Malicious actors accessed the private health information of more than 100 million people in February’s Change Healthcare breach – the largest healthcare data breach ever reported to federal regulators – the US rights office revealed civic events on October 22.

The hack, details of which were revealed in June, could affect up to a third Americans. It is one of the largest cyberattacks of the year and shows how ransomed data can lead to physical damage, such as late delivery of essential medicines.

SEE: Nation-state attackers can search Organizations “rich in targets, but cyber-poor” like public infrastructure or health care, said CISA advisor Nicole Perlroth.

What is the Change Healthcare cyberattack?

In February, UnitedHealth Group, the parent company of Change Healthcare, discovered that an attacker had introduced ransomware in Change Healthcare systems. The ALPHV group, sometimes called BlackCat, claimed responsibility for the breach.

In March, Change Healthcare determined that attackers accessed their systems between February 17 and 20. The company brought in “leading experts in cybersecurity and data analytics.” Mandiant among them, and obtained a copy of the stolen records, by analyzing the dataset. United Healthcare published a more detailed account of the incident in April.

In a Senate hearing on the issue in MayAndrew Witty, CEO of UnitedHealth Group, said the company paid a $22 million ransom in Bitcoin to release the stolen data.

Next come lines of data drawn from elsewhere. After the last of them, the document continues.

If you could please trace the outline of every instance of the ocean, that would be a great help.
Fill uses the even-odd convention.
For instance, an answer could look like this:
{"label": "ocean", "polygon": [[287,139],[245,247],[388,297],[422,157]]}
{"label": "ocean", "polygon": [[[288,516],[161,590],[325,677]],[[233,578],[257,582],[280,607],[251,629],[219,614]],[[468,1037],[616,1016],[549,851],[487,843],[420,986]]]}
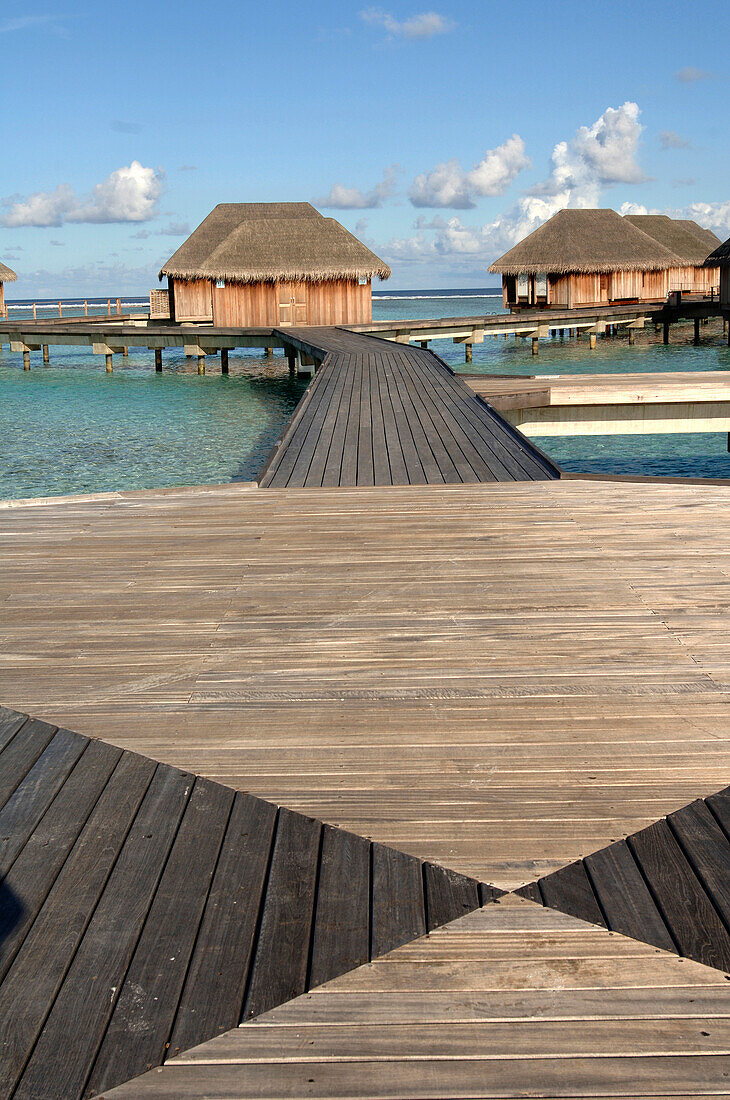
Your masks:
{"label": "ocean", "polygon": [[[107,312],[117,296],[87,299],[89,314]],[[30,315],[31,304],[8,302],[10,317]],[[123,312],[144,310],[146,296],[121,298]],[[501,314],[496,287],[445,290],[376,290],[376,319],[417,319]],[[84,299],[62,299],[63,316],[84,314]],[[58,299],[37,305],[36,316],[58,315]],[[664,346],[653,329],[634,346],[619,337],[587,341],[541,341],[533,359],[529,341],[487,337],[464,348],[436,340],[433,350],[455,371],[484,374],[609,374],[631,372],[730,371],[730,349],[720,324],[703,327],[692,344],[692,326],[674,326]],[[250,480],[291,415],[306,381],[290,378],[277,353],[265,360],[253,350],[231,353],[228,377],[214,369],[198,377],[181,350],[165,352],[162,375],[152,353],[130,350],[114,358],[107,375],[98,356],[82,349],[52,348],[23,372],[22,360],[0,350],[0,498],[153,488]],[[535,440],[566,470],[590,473],[683,477],[730,477],[725,433],[676,436],[572,436]]]}

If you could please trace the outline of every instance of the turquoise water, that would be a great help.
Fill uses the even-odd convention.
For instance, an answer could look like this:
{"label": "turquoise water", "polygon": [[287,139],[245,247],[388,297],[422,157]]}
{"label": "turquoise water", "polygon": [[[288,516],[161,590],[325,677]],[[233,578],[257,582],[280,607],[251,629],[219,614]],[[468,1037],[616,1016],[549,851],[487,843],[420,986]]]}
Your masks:
{"label": "turquoise water", "polygon": [[89,352],[51,354],[24,372],[0,352],[0,498],[250,481],[306,388],[278,356],[231,353],[228,377],[198,377],[172,352],[162,374],[130,350],[111,375]]}
{"label": "turquoise water", "polygon": [[[375,300],[376,319],[479,316],[502,312],[501,296],[488,292],[451,296],[428,293]],[[431,346],[454,370],[485,374],[631,373],[730,371],[730,350],[712,323],[692,346],[692,326],[672,329],[665,348],[648,329],[629,348],[626,337],[541,341],[534,359],[529,341],[486,338],[473,362],[449,340]],[[253,479],[306,387],[289,376],[280,352],[231,353],[231,373],[215,360],[198,377],[195,360],[165,352],[156,374],[153,354],[131,350],[114,356],[114,373],[81,349],[51,350],[32,370],[5,344],[0,350],[0,498],[214,484]],[[730,477],[727,436],[593,436],[538,439],[567,470],[596,473]]]}

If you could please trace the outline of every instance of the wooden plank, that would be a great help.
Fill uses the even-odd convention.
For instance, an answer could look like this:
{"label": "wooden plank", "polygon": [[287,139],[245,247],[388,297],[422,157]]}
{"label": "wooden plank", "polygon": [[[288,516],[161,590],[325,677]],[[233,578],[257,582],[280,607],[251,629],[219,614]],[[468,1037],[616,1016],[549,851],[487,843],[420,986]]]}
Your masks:
{"label": "wooden plank", "polygon": [[626,840],[586,856],[584,864],[611,931],[676,952]]}
{"label": "wooden plank", "polygon": [[[82,947],[85,943],[89,919],[124,845],[153,772],[152,761],[132,754],[122,756],[0,986],[0,1043],[3,1052],[0,1059],[0,1094],[12,1092],[33,1053],[48,1011],[54,1002],[58,1003],[58,990],[79,944]],[[69,780],[73,790],[71,783],[73,780]],[[81,800],[79,809],[82,805]],[[68,810],[73,811],[73,806]],[[77,823],[76,818],[74,826]],[[73,828],[67,828],[67,840],[70,840],[71,834]],[[133,911],[133,883],[130,884],[128,903]],[[113,941],[109,950],[114,950]],[[65,1016],[52,1012],[48,1030],[53,1042],[44,1045],[29,1067],[27,1081],[21,1085],[19,1096],[35,1098],[49,1093],[71,1100],[81,1092],[100,1038],[95,1004],[99,997],[106,1001],[109,990],[98,983],[103,970],[100,972],[81,966],[77,967],[77,972],[79,996],[65,999]],[[89,975],[93,976],[93,981],[89,980]],[[84,1026],[79,1030],[81,1023]],[[90,1043],[89,1031],[93,1032]],[[69,1075],[73,1080],[69,1080]]]}
{"label": "wooden plank", "polygon": [[56,727],[31,718],[0,755],[0,807],[22,783],[55,735]]}
{"label": "wooden plank", "polygon": [[172,1054],[241,1020],[276,809],[235,796],[170,1040]]}
{"label": "wooden plank", "polygon": [[726,928],[730,928],[730,842],[701,800],[666,820]]}
{"label": "wooden plank", "polygon": [[26,714],[19,714],[18,711],[0,706],[0,754],[26,722]]}
{"label": "wooden plank", "polygon": [[305,991],[320,834],[319,822],[279,811],[245,1020]]}
{"label": "wooden plank", "polygon": [[666,822],[641,829],[628,843],[679,952],[730,970],[730,935]]}
{"label": "wooden plank", "polygon": [[424,864],[423,880],[428,932],[479,906],[479,891],[474,879],[436,864]]}
{"label": "wooden plank", "polygon": [[350,406],[353,400],[353,387],[355,385],[354,356],[339,356],[338,371],[342,372],[345,381],[340,398],[338,419],[332,427],[332,438],[324,464],[324,473],[322,474],[322,485],[330,488],[341,484],[342,457],[350,417]]}
{"label": "wooden plank", "polygon": [[191,787],[185,772],[156,770],[23,1071],[19,1098],[37,1100],[49,1085],[54,1096],[81,1097]]}
{"label": "wooden plank", "polygon": [[325,825],[322,831],[309,986],[369,958],[370,844]]}
{"label": "wooden plank", "polygon": [[370,955],[376,958],[422,936],[425,927],[421,862],[381,844],[373,845]]}
{"label": "wooden plank", "polygon": [[196,780],[93,1063],[92,1096],[164,1059],[232,805],[233,791]]}
{"label": "wooden plank", "polygon": [[[8,875],[0,909],[0,981],[107,785],[122,750],[91,741]],[[150,769],[152,777],[152,767]],[[16,910],[8,904],[16,899]]]}
{"label": "wooden plank", "polygon": [[540,879],[540,892],[549,908],[606,926],[582,860]]}
{"label": "wooden plank", "polygon": [[0,879],[66,782],[89,740],[59,729],[0,810]]}

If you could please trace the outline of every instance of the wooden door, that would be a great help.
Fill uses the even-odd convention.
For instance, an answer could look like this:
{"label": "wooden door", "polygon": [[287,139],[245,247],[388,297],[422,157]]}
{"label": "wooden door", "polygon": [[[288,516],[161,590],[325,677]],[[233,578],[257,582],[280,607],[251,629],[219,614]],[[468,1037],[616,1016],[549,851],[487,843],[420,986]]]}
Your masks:
{"label": "wooden door", "polygon": [[307,284],[277,285],[279,324],[307,324]]}

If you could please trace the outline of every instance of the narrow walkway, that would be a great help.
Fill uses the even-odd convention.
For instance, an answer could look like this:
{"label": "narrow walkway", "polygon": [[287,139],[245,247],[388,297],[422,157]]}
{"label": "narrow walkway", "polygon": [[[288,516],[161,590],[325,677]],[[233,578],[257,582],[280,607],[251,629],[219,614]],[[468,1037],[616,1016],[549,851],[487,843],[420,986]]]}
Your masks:
{"label": "narrow walkway", "polygon": [[259,484],[545,481],[558,468],[433,352],[344,329],[287,329],[323,356]]}

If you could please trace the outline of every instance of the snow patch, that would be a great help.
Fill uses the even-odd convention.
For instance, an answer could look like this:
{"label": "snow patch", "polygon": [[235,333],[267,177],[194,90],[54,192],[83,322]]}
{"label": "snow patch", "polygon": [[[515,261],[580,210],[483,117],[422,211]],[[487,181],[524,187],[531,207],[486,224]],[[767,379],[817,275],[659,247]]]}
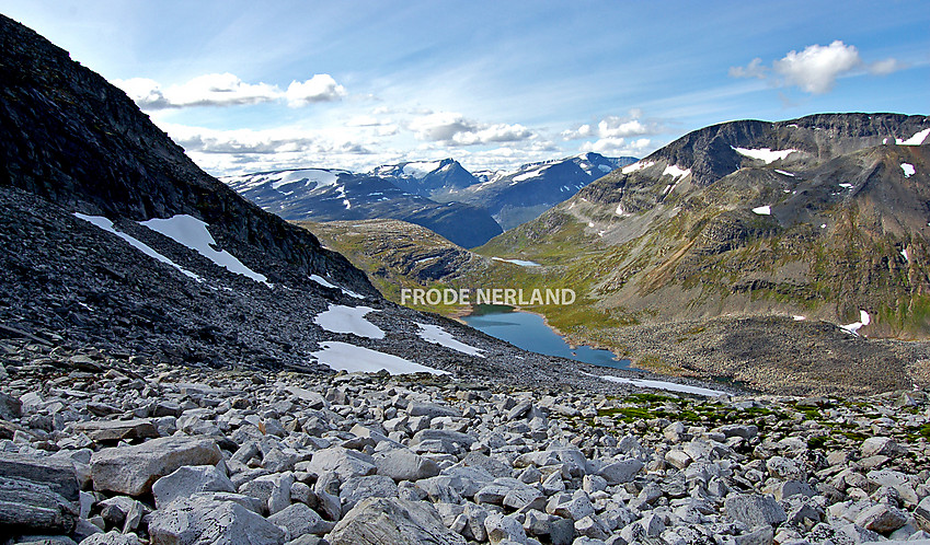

Cybersecurity experts I do not recommend paying ransoms because it rewards threat actors, can cause significant financial harm to the company and does not guarantee data return. The US government has considered the controversial idea of prohibition ransom payments.

Change Healthcare said it could not specify what data was affected for each individual. Typically, the stolen data included:

• First and last name, address, date of birth, telephone number and e-mail.
• Health information such as diagnoses, medical record numbers, images and test results.
• Billing, Claims, and Payment Information
• Other personal information that may be associated with medical records, such as Social Security numbers, driver’s licenses or state identification numbers, or passport numbers.

Among the stolen data, no complete medical history or medical records were found.

The attack delayed the delivery of prescriptions and led to a business disruption impact of 705 million dollars. Overall, Change Healthcare’s financial outlook for next year is lower than expected.

Change Healthcare offers resources to affected customers

United Healthcare says its investigation into the attack is still ongoing, but is in its final stages.

The company continues to send notifications to affected individuals. Change Healthcare is offering two years of free credit monitoring and identity theft protection services from IDX to eligible customers. They provided “clinicians trained to provide emotional support services” through a dedicated call center. The call center cannot provide information on specific data that may have been exposed from individual accounts.

United Healthcare recommends that affected patients monitor their bank accounts and medical insurance statements. Any unusual activity should be reported to their financial institution or healthcare provider, if applicable.

Healthcare ransomware attacks have far-reaching consequences

Cyberattacks on healthcare data pose a perfect storm of potentially lucrative random opportunities for bad actors and increased distrust among affected customers. Patients may lose access to necessary medications and care may be delayed if operations are disrupted.

May ransomware attack on Ascension hospital system slowed care. Around the same time, the US Health Care Advanced Research Projects Agency announced his intention to invest more than $50 million in tools for hospital information technology professionals to improve their cybersecurity.